67 It is abundantly clear from all I have said that I have formed the strong view that all discretionary considerations favour the making of an order that the defendant provide bills of costs which comply with the relevant regulations. I do so in full knowledge and expectation that the time limit specified in s 199 and regulation 52 will commence upon delivery of the various bills.. I therefore propose to make the order as sought in paragraph 4 of the Summons. However I will extend the time for compliance to 42 days.
68 This takes me back to the other orders sought in the Summons. For reasons already given, I decline to make the order sought in paragraph 1. In relation to paragraph 2, I propose to make the orders referred to above (paragraph [16]). The costs disclosures and costs agreements which are sought in paragraph 3 have now been provided to the plaintiffs, and there is no utility in making this order. No argument was addressed in relation to paragraph 5. The defendant will require the files for the purpose of any assessment. In the circumstances, I propose to decline to make this order. In relation to paragraph 6, I understand that the defendant has already offered access to these files. Accordingly it must be taken that this order is not opposed.
69 The only matter which remains is the question of costs. Somewhat surprisingly, this matter was not adverted to by either counsel, either at the hearing or in their written submissions. Nevertheless an order for costs was sought in the Summons.

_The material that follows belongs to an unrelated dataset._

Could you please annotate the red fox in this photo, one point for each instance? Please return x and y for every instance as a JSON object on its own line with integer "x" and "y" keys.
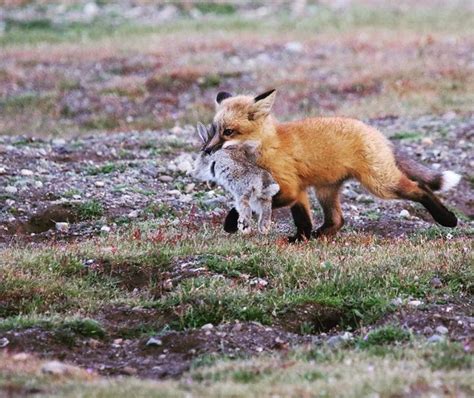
{"x": 323, "y": 153}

70 The effective dispute between the parties during the course of the hearing and submissions related to the plaintiffs’ entitlement to seek an assessment of the defendant’s costs. Insofar as the Summons sought an extension of time for costs to be assessed pursuant to the 2004 Act, the application was misconceived, as Mr Armfield conceded early in the hearing. By far the bulk of argument and submissions then related to the memoranda submitted under the 1987 Act. The plaintiffs’ primary application in this regard was for the Court to order an extension of time for the assessment of these costs, as sought in paragraph 1 of the Summons. As already indicated, I consider that the Court has no power to make that order. Once it was realised that an order under s 209C, as sought in paragraph 4 of the Summons, might have the effect of providing the plaintiffs with the relief they seek, attention became focused on this issue, which then occupied the bulk of the time and submissions. The plaintiffs have been successful in this regard. In the circumstances I propose to give the parties an opportunity to make further submissions as to costs if they wish to do so. In the absence of any such submissions I propose to order that the defendant pay half of the plaintiffs’ costs of these proceedings.
Orders of the Court
71 The formal orders I make are as follows:
1. I decline to make orders as sought in paragraphs 1, 3 and 5 of the Summons herein
2. In relation to paragraph 2, (relating to memoranda numbers 2, 3, 6, 8, 9, 10 and 11 in Schedule 1 to the Summons), the Court has no jurisdiction to make the order sought, and I thus decline to make the order.
3. Pursuant to paragraph 4, I order that the defendant provide to the plaintiff’s solicitors an itemised bill of costs in respect of the services rendered in memoranda 1, 4, 5 and 7 in Schedule 1 to the Summons, such bill or bills to be delivered within 42 days
4. I order that the defendant allow the plaintiffs to have access to the files relating to the costs referred to in Schedule 1 to the Summons
5. I reserve the question of costs.
6. The defendant is to file written submissions regarding costs by Monday 30 November 2009 and the plaintiff by Thursday 3 December 2009. Any subsequent submissions in reply must be received by Friday 4 December 2009.